Info Provider: (Novell)
Info Provider: (Novell)
Requested by: Joachim Werner (joachimwerner)

Description:
KDE and Gnome both use their own virtual file system layer to access
protocols like SSH, WebDAV, FTP, or SMB (KIO slaves vs. gnome-vfs).
This functionality should be available from all major desktop
applications on both desktops.
Different approaches could be taken:
* Implement a lower-level VFS layer that can be used from all
applications. This approach has obvious limits because all remote file
systems would have to be "mounted" locally, which is not as flexible as
accessing them via URLs.
* Separate file loading and file storage from the application cores and
use the desktop environments' native file dialogs. This approach has
worked quite well for some applications (e.g. OpenOffice.org,
Sodipodi), but may be a painsome process for others.
* Use the useful parts from the non-KDE/non-Gnome applications and
write new, native applications using those parts. This has been done
with the Gecko rendering engine. Another example is gphoto2, which used
to be a GTK application, but now is a library that is used in Gnome and
KDE digital camera management frontends.
How could we reach that goal?
* KDE and Gnome developers at Novell should cooperate to develop a
guideline for 3rd party developers.
* Where possible, tools should be provided to help developers with
using the native dialogs.


Discussion:
#1: Joachim Werner (joachimwerner) (2006-02-14 15:30:07)
FUSE and user space filesystems like fusesmb or fuse_kio can deliver
this. We need to put some effort into this post Code 10.

#2: Stefan Behlert (sbehlert) (2008-05-21 21:15:25)
Michael, you did some evaluation wrt. KDE/GNOME using common stuff.
Anything helpful to add?

#3: Gary Ekker (gekker) (2008-05-29 14:35:45)
Given Novell and the communities recent investement in gvfs and the
fact that KDE4 isn't using gvfs, I'm going to reject this one.

#4: Michael Meeks (michael_meeks) (2008-06-03 11:14:21)
Sure - this is a great direction to go in. Wrt. the different
approaches - I want to use this as an opportunity to share code &
reduce bug fixing / sustain costs: and of course to unify the ISV
platform.
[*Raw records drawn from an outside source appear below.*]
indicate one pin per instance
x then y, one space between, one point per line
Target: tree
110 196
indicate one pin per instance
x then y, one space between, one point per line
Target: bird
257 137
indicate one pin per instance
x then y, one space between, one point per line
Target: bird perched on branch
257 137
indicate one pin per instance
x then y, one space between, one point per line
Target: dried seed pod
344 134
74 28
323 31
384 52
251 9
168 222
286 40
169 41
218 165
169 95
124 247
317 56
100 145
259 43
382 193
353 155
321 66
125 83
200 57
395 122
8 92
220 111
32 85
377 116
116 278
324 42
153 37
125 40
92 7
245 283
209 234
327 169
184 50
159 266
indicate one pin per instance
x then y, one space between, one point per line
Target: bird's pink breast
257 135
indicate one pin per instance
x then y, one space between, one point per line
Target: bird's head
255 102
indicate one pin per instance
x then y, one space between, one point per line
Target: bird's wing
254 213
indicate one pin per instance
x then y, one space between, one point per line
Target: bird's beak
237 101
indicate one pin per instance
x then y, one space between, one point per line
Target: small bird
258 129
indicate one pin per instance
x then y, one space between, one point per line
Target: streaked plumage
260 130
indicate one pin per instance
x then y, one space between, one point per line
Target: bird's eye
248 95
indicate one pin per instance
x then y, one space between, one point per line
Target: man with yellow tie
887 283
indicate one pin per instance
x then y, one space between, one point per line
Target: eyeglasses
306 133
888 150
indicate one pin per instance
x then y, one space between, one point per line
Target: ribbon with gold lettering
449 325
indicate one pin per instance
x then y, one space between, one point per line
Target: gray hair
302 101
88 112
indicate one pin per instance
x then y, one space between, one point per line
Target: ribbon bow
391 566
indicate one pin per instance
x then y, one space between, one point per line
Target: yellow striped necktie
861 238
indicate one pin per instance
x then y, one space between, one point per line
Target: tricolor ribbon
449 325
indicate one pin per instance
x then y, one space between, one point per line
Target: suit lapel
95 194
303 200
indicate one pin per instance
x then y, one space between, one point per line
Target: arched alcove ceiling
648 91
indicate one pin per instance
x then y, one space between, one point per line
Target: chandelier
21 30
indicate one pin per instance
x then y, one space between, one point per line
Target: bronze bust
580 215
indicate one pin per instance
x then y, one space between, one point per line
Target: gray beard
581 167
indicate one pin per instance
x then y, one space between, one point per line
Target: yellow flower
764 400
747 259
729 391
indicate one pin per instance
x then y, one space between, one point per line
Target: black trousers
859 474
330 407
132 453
I'm not that enthusiastic about FUSE from this angle: I would
prefer a single implementation that can be compatibly wrapped by both
existing KIO and GIO APIs.
In addition, I believe we need to unify the wallet / keyring pieces
since network IO slaves are fairly useless without that.

#5: Joachim Werner (joachimwerner) (2008-06-06 11:37:22)
I'm not quite sure I understand why this request is closed for 11. The
problem persists, and AFAICS my initial description is still valid,
regardless of the technology switch to gvfs on the GNOME side.
In addition to that gvfs does not address the problem of making files
available transparently to non-GNOME or even non-GUI apps (think vi),
or does it?
Please either reject it for time reasons and move it to a later version
or even better address it for 11, but we should not close and forget
about it, as the pain is still there for any user of a desktop that
runs at least one major application from the "other side" or from the
pre-GUI times.

#6: Michael Meeks (michael_meeks) (2008-06-06 12:43:31) (reply to #5)
Sure - I want to see this in sled11 too, and we have a plan to
investigate this: lets not close it now.

#7: Gary Ekker (gekker) (2008-06-09 08:37:43) (reply to #5)
GVFS does make files available. At least you can tab-complete a path on
a remote host when entering the path for scp for example.
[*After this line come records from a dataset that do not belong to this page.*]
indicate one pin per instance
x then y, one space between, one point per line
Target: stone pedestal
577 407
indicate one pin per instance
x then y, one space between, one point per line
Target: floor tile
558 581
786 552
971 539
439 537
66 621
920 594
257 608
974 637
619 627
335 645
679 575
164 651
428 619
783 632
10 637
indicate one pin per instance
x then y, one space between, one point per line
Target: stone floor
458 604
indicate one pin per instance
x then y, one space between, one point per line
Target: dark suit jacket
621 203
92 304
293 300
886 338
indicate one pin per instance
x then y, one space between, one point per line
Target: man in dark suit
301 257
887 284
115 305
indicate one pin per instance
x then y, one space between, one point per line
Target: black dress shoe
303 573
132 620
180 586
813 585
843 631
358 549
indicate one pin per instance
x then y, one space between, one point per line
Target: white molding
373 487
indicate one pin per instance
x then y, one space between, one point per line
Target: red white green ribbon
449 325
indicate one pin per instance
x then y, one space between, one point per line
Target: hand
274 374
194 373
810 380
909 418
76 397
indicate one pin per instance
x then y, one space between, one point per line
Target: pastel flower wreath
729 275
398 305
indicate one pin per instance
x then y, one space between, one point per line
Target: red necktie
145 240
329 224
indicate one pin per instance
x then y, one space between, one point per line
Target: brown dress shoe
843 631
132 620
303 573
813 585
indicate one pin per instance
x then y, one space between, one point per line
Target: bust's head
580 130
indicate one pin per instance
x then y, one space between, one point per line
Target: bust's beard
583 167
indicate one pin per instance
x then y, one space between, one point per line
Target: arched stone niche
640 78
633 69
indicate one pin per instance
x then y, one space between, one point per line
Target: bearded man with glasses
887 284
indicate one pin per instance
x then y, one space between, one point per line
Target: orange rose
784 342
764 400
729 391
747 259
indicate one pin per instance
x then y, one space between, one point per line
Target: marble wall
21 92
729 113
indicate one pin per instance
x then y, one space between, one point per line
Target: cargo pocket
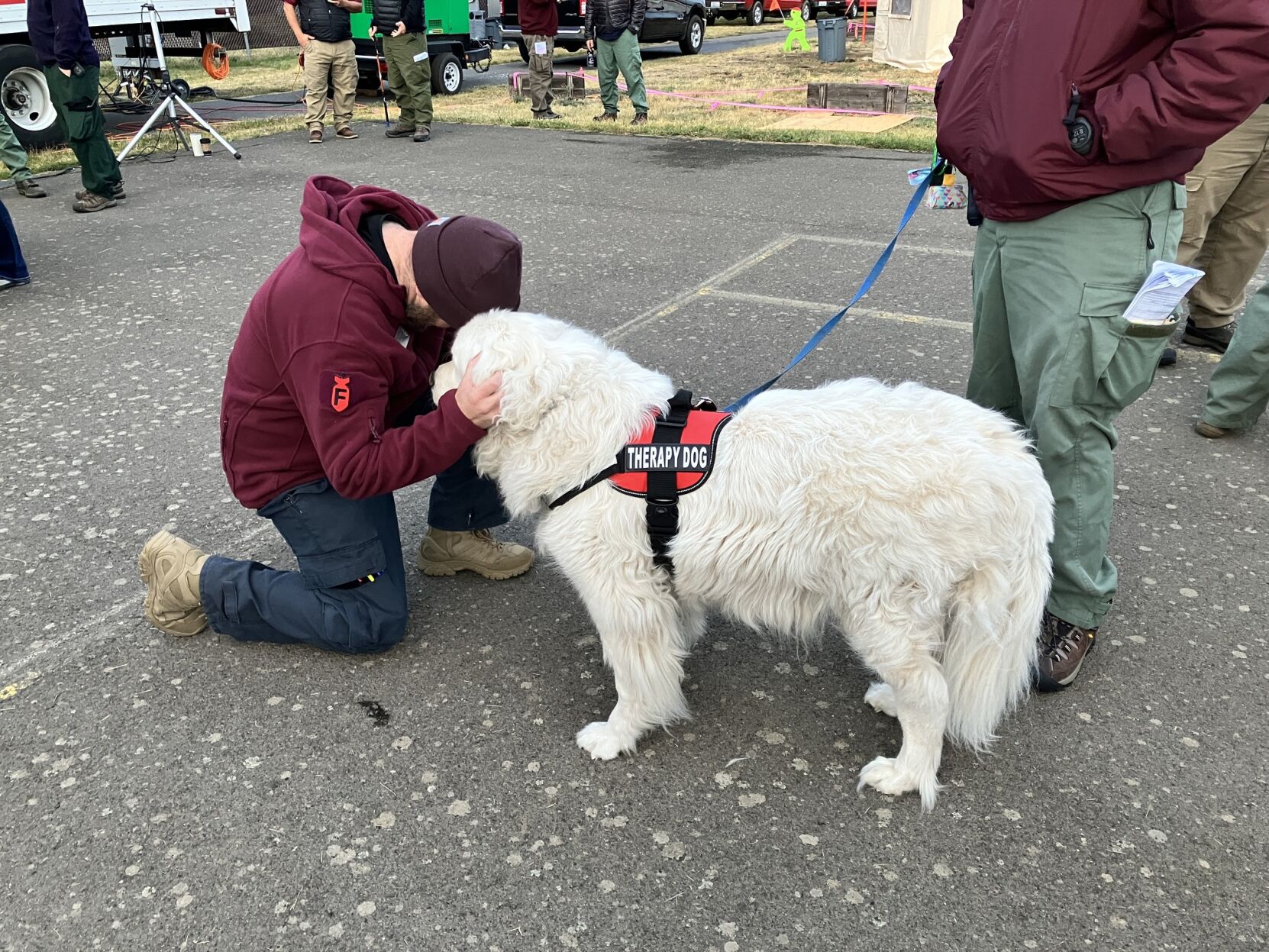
334 541
1121 357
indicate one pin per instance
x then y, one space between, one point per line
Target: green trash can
833 40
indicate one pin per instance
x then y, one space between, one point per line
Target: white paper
1165 287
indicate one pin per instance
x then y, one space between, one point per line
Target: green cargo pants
11 153
408 78
1238 390
621 53
1052 350
75 101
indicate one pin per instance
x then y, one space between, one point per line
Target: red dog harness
670 457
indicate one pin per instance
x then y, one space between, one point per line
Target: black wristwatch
1079 130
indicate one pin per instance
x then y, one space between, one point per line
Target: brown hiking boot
170 568
116 192
450 553
1216 338
1062 649
93 202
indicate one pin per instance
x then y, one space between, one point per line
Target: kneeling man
326 411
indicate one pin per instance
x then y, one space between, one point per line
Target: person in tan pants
1226 229
324 31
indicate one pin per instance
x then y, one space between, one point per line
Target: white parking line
828 310
674 304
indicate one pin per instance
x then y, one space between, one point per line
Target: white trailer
23 92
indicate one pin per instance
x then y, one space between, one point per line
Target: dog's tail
994 622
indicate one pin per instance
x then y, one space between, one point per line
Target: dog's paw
881 699
603 741
886 776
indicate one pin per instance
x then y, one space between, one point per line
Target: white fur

#8: Michael Meeks (michael_meeks) (2008-06-09 16:40:05) (reply to #7)
Gary: the advantage of switching to a common IO subsystem is that it
would make both KDE & Gnome equal peers in terms of their device access:
it would also reduce our costs wrt. long term maintainance, and make
things far easier for ISVs to integrate with both desktops in one shot.
The fact that GVFS works, or KIO works in a given place is not that
relevant here :-)

#9: Norbert Frese (nf2) (2009-06-01 02:10:36)
Just to mention it: Here is some experimental work, which tries to
address this problem:
http://live.gnome.org/KioGioBridge
It's not that hard to run KIO on top of GIO/GVFS - but to make it neat,
the dependencies of GVFS need to be approached as well. Particularly
gconf and gnome-keyring. The latter could perhaps be tackled by making
the KDE password manager GUI "dualistic" (allow to peek into both
password managers - KWallet and Keyring daemon).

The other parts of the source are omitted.